Numerous contrarian investment strategies have a track record of solid performance. But just how well — or poorly — do the most unloved stocks in the market fare?
According to columnist and money manager John Dorfman, they have fared quite well in the past dozen years. In his Bloomberg column, Dorfman takes a look at a virtual portfolio that, starting in 1999, would have invested in the 10 stocks with the lowest price/earnings ratios in the market, rebalancing once a year. His findings: From 1999 through 2010, the low-P/E portfolio averaged annual compound returns of 16%, vs. 1.5% for the S&P 500.
Dorfman notes that these very low-P/E stocks tend to come from companies that have well-known problems, and are high-risk plays. He thus limited his virtual portfolio to stocks with market capitalizations of at least $500 million and with less debt than equity to try to mitigate some of the risk. (In addition, while he does not specify, Dorfman appears to be using past earnings in his P/E calculations, not projected earnings. And since a low-P/E firm must, by definition, have a P/E ratio, the stocks in his portfolio therefore must have positive recent earnings. That eliminates firms that have been losing money.)

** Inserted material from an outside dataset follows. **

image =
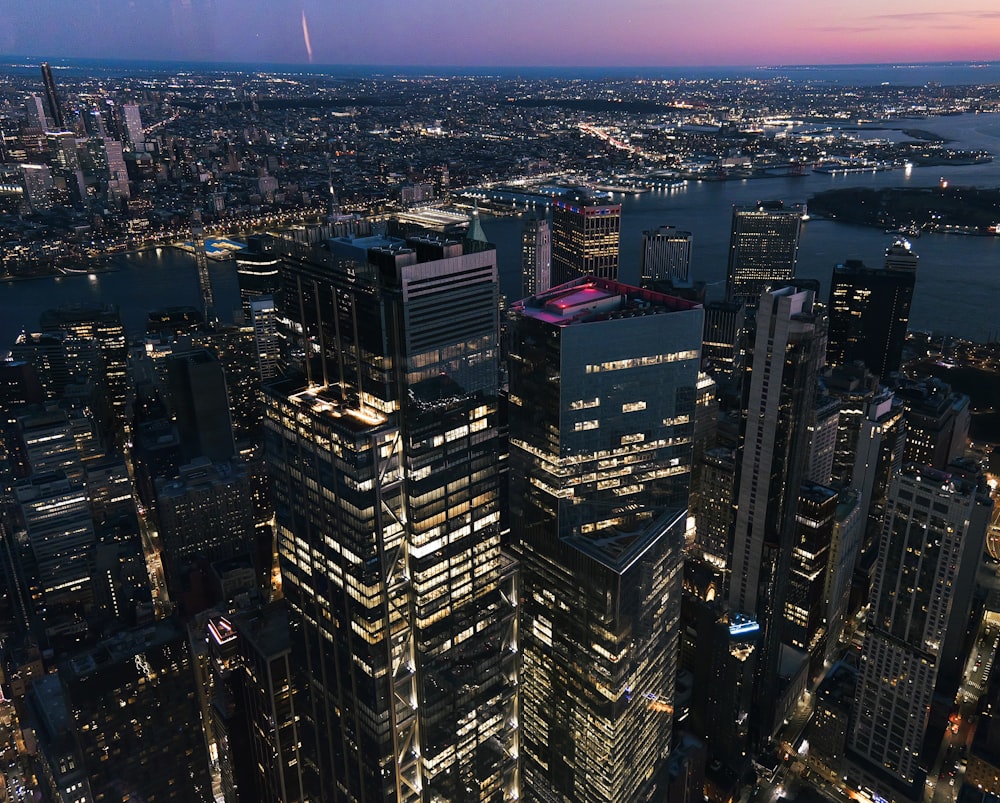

“The rationale behind low P-E investing is that stocks advance by exceeding investors’ prevailing expectations,” he notes. “Low expectations are easier to exceed. Thus, paradoxically, unglamorous stocks with well-known problems often outperform glamorous issues that are popular with investors.”
Dorfman also takes a look at the 10 low-P/E stocks that are in the portfolio for 2011. Among them: Internet service provider Earthlink Inc., industrial vehicle maker Oshkosh Corp., and Ariad Pharmaceuticals, which makes drugs that fight aggressive forms of cancer.